Scottish Visitor Levy Rules Change From 22 July 2026
If you have ever tried to read a statutory instrument, you will know how quickly the wording turns dense. So let’s translate this one into plain English. According to the Scottish Statutory Instrument published on legislation.gov.uk, these Regulations were made on 3 June 2026, laid before the Scottish Parliament on 5 June 2026, and will come into force on 22 July 2026. **What this means:** this legal update does not, by itself, create a brand-new local charge overnight. It mainly does two things. It switches on the remaining parts of the Visitor Levy (Amendment) (Scotland) Act 2026 that were not already in force, and it sets a temporary rule for councils already working on a visitor levy scheme if they want to make a major change before that scheme starts.
The key date is 22 July 2026. The Regulations say this is the appointed day for the rest of the Visitor Levy (Amendment) (Scotland) Act 2026, so far as it was not already active. The explanatory note adds that the Act received Royal Assent on 21 May 2026, and that most of Part 2, apart from section 15, came into force the day after Royal Assent. The note also says that sections 2, 4, 5, 7, 8, 9, the relevant part of section 15, and parts 2 and 3 of the schedule will come into force two months after Royal Assent. That may sound procedural, but it matters. A law can be passed before every part of it starts to operate, so these commencement rules tell councils, businesses and the public exactly when the amended system becomes legally effective.
The most important practical change sits in regulation 3. This deals with a council that has already been moving ahead with a visitor levy scheme but then decides to make what the law calls a significant modification. Here, the specific modification is changing the basis of the levy from a percentage charge to a fixed-rate charge. That detail matters more than it first appears. A percentage model links the charge to the price of the stay, while a fixed-rate model sets a set amount. The explanatory note says that, under section 14(3B) of the 2024 Act, a change of this kind would normally trigger a much longer wait if the scheme had not yet started. In the ordinary rule, the council would have to leave at least 18 months between publishing the later report and bringing that significant modification into effect.
These new Regulations create a narrower exception to that 18-month rule. For the shorter timetable to apply, a council must already have published a report saying it intends to proceed with its original scheme by or before 22 July 2026, and it must already have met the required notification and publication duties for that scheme. On the day the Regulations come into force, the scheme must still not be in force. Then there is one more deadline. No later than six months after 22 July 2026, the council must publish another report saying it intends to make that significant modification. If all of those conditions are met, the council does not have to use the normal 18-month timetable.

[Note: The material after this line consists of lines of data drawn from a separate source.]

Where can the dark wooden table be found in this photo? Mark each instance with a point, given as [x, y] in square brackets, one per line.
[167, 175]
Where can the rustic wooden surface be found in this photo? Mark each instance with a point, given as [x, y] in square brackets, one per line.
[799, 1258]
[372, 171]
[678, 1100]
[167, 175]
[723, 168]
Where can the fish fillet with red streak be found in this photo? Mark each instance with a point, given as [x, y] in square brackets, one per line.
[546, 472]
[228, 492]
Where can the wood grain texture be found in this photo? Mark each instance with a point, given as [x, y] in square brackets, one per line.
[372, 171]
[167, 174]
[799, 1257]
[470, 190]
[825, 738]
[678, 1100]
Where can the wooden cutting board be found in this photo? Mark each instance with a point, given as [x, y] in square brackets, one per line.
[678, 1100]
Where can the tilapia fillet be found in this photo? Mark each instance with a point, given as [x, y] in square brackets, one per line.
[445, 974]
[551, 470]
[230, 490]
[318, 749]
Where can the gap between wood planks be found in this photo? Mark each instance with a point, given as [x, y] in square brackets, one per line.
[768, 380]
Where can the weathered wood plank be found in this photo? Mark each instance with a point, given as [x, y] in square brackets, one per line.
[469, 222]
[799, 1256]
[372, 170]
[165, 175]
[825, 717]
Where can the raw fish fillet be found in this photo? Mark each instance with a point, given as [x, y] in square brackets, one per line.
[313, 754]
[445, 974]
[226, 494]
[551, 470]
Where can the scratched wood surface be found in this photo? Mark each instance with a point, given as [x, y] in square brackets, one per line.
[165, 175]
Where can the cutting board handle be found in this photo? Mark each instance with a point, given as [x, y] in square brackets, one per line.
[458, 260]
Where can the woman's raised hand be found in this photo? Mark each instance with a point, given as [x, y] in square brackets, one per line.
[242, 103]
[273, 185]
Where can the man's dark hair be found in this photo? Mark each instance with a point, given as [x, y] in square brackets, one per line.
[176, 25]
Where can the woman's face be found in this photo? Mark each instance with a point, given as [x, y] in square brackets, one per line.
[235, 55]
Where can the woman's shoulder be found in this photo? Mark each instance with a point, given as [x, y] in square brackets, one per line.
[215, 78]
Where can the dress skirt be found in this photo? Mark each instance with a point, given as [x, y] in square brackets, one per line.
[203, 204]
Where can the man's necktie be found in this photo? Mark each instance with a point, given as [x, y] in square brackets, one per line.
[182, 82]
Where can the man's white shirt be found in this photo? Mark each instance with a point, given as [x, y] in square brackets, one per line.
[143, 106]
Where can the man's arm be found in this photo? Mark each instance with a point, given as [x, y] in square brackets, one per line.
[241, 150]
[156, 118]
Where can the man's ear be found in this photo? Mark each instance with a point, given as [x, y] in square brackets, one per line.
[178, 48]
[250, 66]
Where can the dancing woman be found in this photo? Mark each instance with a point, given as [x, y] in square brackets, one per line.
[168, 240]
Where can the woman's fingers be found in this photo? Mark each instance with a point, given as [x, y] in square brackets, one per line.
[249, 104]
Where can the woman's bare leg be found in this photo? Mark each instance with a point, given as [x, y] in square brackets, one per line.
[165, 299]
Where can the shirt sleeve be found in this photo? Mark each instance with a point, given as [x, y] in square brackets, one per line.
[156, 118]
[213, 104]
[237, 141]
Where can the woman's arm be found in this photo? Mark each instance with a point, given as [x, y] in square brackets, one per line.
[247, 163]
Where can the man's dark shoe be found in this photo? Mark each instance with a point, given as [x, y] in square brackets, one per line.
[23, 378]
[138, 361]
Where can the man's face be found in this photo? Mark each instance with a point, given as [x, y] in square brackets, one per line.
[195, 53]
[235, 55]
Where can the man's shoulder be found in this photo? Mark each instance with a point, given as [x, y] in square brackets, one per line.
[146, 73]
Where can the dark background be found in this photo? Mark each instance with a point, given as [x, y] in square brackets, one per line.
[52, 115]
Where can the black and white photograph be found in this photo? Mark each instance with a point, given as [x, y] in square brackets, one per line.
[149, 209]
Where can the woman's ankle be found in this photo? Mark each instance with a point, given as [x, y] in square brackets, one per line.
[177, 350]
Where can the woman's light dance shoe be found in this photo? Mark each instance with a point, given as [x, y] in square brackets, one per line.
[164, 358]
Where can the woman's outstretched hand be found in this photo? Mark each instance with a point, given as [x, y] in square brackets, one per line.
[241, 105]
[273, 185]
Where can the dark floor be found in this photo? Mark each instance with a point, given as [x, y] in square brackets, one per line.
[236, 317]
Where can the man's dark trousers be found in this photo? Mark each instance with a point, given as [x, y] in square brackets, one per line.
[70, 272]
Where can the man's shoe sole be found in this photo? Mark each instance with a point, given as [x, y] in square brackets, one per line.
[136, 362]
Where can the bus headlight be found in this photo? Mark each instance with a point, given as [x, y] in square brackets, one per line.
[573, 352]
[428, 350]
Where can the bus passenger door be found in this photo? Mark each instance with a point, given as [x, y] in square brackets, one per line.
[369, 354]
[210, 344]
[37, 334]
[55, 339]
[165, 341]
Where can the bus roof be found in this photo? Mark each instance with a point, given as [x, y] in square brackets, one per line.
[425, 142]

Instead, the modified scheme can take effect after at least six months from the later report, although it still cannot begin any earlier than the original start date the council had already publicised.
For councils, this is really a flexibility measure. If they have already done the first round of consultation and notice work, but later conclude that a fixed-rate model makes more sense than a percentage model, these transitional rules can stop the process from being pushed back by a much longer reset. That does not remove the legal steps, but it can shorten the delay in a limited set of cases. For accommodation businesses, the charging method is not just an abstract legal point. It affects pricing, booking systems, customer communication and forward planning. For visitors, the headline is simpler: this Regulation is not the same thing as a levy suddenly appearing everywhere on 22 July 2026. What changes on that date is the legal timetable around the amended Act and the way some councils may adjust schemes that are still in development.
There is a wider lesson here too. Laws often arrive in layers. First comes the main Act, then later come the commencement rules and transitional provisions that decide when those changes actually begin and how awkward in-between situations are handled. The signature at the end, from Jenny Gilruth for the Scottish Government at St Andrew’s House in Edinburgh on 3 June 2026, shows that this is a formal legal step even though much of its effect is administrative. If you are teaching this, studying it, or simply trying to keep up with Scottish public policy, the clearest takeaway is this: from 22 July 2026, the remaining parts of the visitor levy amendment law move into force, and some councils already partway through the process may get a faster route to a major pre-launch change from percentage charging to a fixed rate. It is technical, yes, but technical changes like this often shape how quickly policy reaches real businesses, real visitors and real local authorities.